Constructing PyTorch's CUDA tensor from C++ with image data already on GPU


I need to use PyTorch model from existing C++/OpenCV based application. All images are processed with OpenCV’s CUDA modules. Currently, I have to copy all the data back to CPU and use boost::python converters to make NumPy array from it, which I can use to construct PyTorch Tensor object. It works, but introduces major slowdowns (of course).

Is there a way to prepare data for PyTorch backend in such a way, that all the data would be always on GPU?

I know, that PyTorch shares its backend with original Torch (to some extent), so is this project of any use?

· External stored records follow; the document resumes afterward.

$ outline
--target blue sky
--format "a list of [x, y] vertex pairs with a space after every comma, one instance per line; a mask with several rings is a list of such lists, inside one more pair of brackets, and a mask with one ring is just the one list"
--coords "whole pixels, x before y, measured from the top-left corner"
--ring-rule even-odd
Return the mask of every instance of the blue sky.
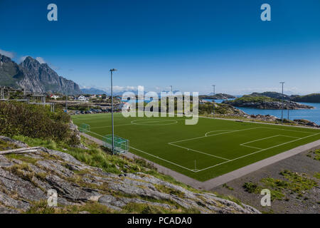
[[[58, 21], [47, 20], [48, 4]], [[271, 6], [272, 21], [260, 20]], [[82, 87], [235, 95], [320, 92], [319, 0], [0, 0], [0, 52]]]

Looking forward for any clues

you can pass in the pointer of an existing pytorch torch.cuda.FloatTensor into C++ side and issue a cudaMemCpyAsync from OpenCV buffer to torch.cuda.FloatTensor buffer.
The pointer of the Tensor can be obtained with:

a = torch.cuda.FloatTensor(3, 640, 480) # new buffer of 3x640x480
pointer = a.data_ptr()
# pass this pointer into C/C++ side of your OpenCV pipeline
# copy the OpenCV buffer into CUDA

Lastly, when doing CUDA with datasets (i.e. multiprocessing with CUDA), you have to use python3 and spawn_server:

1 Like

Whoa. Somehow I’ve overlooked the data_ptr method in docs.

I just wrote a basic example illustrating your approach.

Thank you!